Kanzler Scholz geht im Streit über die Gas-Pipeline Nord Stream 1 auf Konfrontationskurs zu Moskau – und erhält Tipps von Vorgänger Schröder.

Zur Politik und erst recht zum Krieg gehört auch der Kampf um die Deutungshoheit, und deshalb kann es derzeit auch Fototermine geben, die Chefsache sind. An diesem Mittwoch hatte Olaf Scholz (SPD) einen solchen Termin in Mülheim an der Ruhr: Dem Bundeskanzler war es eine Reise wert, dort beim Energietechnik-Konzerns Siemens Energy vor einer Turbine für ein Bild zu posieren, das im Gasstreit mehr sagen soll als tausend Worte.

Denn es handelte sich um genau jene Turbine, deren Fehlen Russland seit Juni als Grund für den Stillstand der Gas-Pipeline Nord Stream 1 genannt hat. Sie sei wichtig, um den nötigen Druck zum Durchpumpen des Gases aufzubauen. Dabei liegt das Gerät, in Kanada frisch gewartet, längst zur Weiterleitung bereit – laut Wirtschaftsminister Robert Habeck (Grüne) schon seit dem 18. Juli.

Um das zu demonstrieren, stellte sich Scholz also bei Siemens vor die busgroße Maschine und sagte: „Die Turbine ist da, sie kann geliefert werden, es muss nur jemand sagen, ich möcht sie haben, dann ist sie ganz schnell da.“ Der indirekte Vorwurf an Russland – Habeck hatte ihn schon vor einer Woche offen ausgesprochen – war klar: Das Gas wird unter falschen Vorwänden zurückgehalten. Scholz betonte: „Das kann man hier vor Ort ganz genau besichtigen: Diese Turbine funktioniert.“

Dass der Kanzler genervt ist, liegt nicht nur an der deutschen Energiedebatte, in der er zunehmend unter Druck gerät, weil die Angst vor Gasmangel und der koalitionsinterne Atom-Streit größer werden. So groß, dass Scholz in Mülheim sogar beschwichtigte, eine längere AKW-Nutzung könne „Sinn machen“, vor allem in Bayern. Zunächst warte er aber das Ergebnis des Strom-Stresstests ab.

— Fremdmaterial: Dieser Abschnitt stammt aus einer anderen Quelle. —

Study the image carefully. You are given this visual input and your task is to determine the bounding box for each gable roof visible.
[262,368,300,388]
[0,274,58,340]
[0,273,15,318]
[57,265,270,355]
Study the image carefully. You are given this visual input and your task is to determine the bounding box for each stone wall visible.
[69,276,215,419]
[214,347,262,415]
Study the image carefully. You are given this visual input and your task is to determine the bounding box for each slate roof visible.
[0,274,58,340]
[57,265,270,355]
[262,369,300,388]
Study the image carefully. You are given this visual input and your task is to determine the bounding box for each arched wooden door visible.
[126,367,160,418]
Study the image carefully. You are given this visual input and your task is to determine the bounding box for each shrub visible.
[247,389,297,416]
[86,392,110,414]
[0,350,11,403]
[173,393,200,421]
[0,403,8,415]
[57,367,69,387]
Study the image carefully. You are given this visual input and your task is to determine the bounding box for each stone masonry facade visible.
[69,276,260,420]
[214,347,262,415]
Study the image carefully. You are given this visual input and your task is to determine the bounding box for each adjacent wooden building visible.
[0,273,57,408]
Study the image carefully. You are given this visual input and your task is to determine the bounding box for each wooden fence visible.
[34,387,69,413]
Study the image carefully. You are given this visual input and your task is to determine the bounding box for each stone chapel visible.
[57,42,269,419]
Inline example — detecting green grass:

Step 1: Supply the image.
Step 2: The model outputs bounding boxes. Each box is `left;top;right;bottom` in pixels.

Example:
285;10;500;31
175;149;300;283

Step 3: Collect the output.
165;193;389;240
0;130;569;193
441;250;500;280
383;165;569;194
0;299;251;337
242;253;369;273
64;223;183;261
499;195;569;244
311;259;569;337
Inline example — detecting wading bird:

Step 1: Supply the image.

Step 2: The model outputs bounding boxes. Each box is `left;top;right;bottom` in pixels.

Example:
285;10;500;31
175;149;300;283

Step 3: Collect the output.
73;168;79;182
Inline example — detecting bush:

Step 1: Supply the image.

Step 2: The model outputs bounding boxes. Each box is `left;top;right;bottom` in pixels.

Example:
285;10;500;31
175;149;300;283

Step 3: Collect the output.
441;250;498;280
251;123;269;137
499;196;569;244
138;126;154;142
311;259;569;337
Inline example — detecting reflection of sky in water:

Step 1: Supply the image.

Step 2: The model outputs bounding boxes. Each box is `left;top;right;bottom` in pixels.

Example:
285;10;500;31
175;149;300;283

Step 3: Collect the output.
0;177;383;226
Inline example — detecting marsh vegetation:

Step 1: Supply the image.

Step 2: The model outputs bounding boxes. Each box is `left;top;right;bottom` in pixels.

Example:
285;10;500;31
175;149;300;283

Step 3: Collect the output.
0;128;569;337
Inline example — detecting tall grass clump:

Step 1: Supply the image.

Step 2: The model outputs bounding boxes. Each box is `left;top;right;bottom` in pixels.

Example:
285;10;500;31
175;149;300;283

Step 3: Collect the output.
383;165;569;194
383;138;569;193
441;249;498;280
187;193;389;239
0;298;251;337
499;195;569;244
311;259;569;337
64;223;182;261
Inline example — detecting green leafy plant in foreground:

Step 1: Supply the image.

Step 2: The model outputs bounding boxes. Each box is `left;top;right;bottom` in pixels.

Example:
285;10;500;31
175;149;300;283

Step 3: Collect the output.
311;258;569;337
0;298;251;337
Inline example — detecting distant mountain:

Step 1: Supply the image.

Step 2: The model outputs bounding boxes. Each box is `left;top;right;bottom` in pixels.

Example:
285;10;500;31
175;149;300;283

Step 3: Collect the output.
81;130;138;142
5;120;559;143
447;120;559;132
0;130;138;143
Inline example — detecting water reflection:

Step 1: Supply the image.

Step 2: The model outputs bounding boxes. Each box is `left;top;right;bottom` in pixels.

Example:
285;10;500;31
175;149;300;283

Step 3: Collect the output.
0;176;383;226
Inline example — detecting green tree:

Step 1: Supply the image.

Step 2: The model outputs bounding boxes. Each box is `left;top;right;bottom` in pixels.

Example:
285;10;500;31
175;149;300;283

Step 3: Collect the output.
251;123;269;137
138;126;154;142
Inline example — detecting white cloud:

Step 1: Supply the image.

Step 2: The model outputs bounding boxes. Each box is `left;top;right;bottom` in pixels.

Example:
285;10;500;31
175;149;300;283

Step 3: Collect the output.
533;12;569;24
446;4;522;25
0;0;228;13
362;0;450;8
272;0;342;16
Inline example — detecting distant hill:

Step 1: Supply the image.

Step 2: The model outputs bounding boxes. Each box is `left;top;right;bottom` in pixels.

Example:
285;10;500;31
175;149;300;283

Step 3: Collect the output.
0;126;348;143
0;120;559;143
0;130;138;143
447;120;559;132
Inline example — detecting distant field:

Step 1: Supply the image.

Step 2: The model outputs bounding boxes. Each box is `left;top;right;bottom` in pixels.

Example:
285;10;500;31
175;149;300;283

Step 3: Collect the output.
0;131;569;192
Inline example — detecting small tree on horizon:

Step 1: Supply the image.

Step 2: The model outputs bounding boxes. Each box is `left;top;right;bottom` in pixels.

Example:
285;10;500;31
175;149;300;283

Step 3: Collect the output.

Und es gibt ein weiteres Dauerärgernis für Scholz. In der Siemens-Halle erreichte es ihn noch vor einer russischen Reaktion: Schon in der ersten Frage der angereisten Presse tauchte Gerhard Schröder auf. Nur Stunden vor dem Turbinen-Termin wurde das erste Interview veröffentlicht, das der Ex-Kanzler, Noch-Genosse und Putin-Freund seit dem russischen Krieg gegeben hat. Neben den Schröder-Klassikern, dass er keinen Anlass zur Entschuldigung oder Distanzierung von Putin sehe, überbrachte der 78-Jährige von einem Treffen mit dem Kremlchef in der Vorwoche in Moskau „die gute Nachricht“: „Der Kreml will eine Verhandlungslösung.“

Vor allem aber äußerte er sich zum Gas-Streit: Siemens sei schuld an der fehlenden Turbine und Deutschland könne doch Extra-Gas über Nord Stream 2 beziehen, empfahl Schröder, der auch als Verwaltungsratschef des Pipeline-Projekts fungiert. Deutschland hatte die Inbetriebnahme nach Kriegsbeginn gestoppt.

„Aus guten Gründen“, sagt Scholz. Zudem reichten die Kapazitäten von Nord Stream 1 und der funktionstüchtigen Pipeline durch Weißrussland und Polen, die aber von Russland sanktioniert werde. Und die Einfuhr der Turbinen müsse Russland ermöglichen.

Inzwischen bemüht Gazprom das zusätzliche Argument, Siemens liefere die nötigen Dokumente nicht. Der Konzern wies dies am Mittwoch zurück: „Aus unserer Sicht ist alles vorbereitet, was geht.“ Demnach stehen sechs große Turbinen bereit. Weil aber nur eine davon laufe, kämen nur 20 Prozent der Vertragsmenge nach Deutschland. Siemens könne „aus technischer Sicht nicht nachvollziehen, warum keine Betriebsbereitschaft da sein sollte“.